Despite causing permanent hearing loss by damaging inner ear sensory cells, aminoglycosides (AGs) remain one of the most widely used classes of antibiotics in the world. Although the mechanisms of cochlear sensory cell damage are not fully known, reactive oxygen species (ROS) may be involved. Mitochondrial-specific ROS formation was evaluated in acutely-cultured murine cochlear explants exposed to gentamicin (GM), a representative ototoxic AG antibiotic. Superoxide (O2.-) and hydrogen peroxide (H2O2) ROS were measured using MitoSox Red and Dihydrorhodamine 123, respectively. Acute GM did not significantly increase O2.-formation but did increase H2O2 formation in all cell types within one hour of exposure.
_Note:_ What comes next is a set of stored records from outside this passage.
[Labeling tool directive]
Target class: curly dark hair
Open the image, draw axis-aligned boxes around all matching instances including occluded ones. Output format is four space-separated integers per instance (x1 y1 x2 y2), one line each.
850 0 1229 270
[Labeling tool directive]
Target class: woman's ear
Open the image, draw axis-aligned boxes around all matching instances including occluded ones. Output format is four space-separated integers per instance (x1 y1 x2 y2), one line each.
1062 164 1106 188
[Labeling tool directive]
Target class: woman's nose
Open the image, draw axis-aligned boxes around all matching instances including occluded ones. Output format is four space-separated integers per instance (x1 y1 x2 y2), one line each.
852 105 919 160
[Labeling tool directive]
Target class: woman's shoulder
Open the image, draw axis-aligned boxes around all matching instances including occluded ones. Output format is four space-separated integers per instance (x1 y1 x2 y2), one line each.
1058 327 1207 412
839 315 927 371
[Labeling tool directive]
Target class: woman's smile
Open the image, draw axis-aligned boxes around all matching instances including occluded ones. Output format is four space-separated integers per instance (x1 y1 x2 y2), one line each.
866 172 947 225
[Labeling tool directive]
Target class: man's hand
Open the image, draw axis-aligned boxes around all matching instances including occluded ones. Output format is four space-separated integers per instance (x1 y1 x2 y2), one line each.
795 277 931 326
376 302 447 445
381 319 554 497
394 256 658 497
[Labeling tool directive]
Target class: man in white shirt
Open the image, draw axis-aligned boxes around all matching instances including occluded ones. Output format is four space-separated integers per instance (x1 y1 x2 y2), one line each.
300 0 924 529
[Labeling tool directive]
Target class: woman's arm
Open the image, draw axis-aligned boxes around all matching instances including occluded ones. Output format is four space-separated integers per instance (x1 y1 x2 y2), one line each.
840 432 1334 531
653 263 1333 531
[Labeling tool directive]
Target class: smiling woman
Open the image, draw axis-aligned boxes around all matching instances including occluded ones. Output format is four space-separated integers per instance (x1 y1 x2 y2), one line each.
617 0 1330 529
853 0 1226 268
At the same point, GM significantly increased manganese superoxide dismutase (mnSOD) levels while significantly decreasing copper/zinc superoxide dismutase (cuznSOD) in cochlear sensory cells. This suggests 1) a rapid conversion of highly reactive O2.-to H2O2 during the acute stage of ototoxic antibiotic exposure and 2) that the endogenous antioxidant system is significantly altered by ototoxic antibiotics. Fluorescence intensity-based measurements of nicotinamide adenine dinucleotide (NADH) were used to determine if increased ROS production was correlated with acute GM-induced changes in mitochondrial metabolism. Acute exposure also triggered a redistribution of NADH in the seven distinct NADH lifetime pools identified in cochlear cells. This project provides a base for understanding the mechanisms of mitochondrial ROS production in cochlear cells exposed to ototoxic antibiotics. Understanding the nature of ototoxic antibiotic-induced changes in mitochondrial metabolism are critical for developing hearing loss treatment and prevention strategies. Supported by the National Institute on Deafness and Other Communication Disorders (NIDCD,RO3DC012109), and COBRe (8P20GM103471-09) to HJS and a Ferlic Undergraduate Research Scholarship to DD.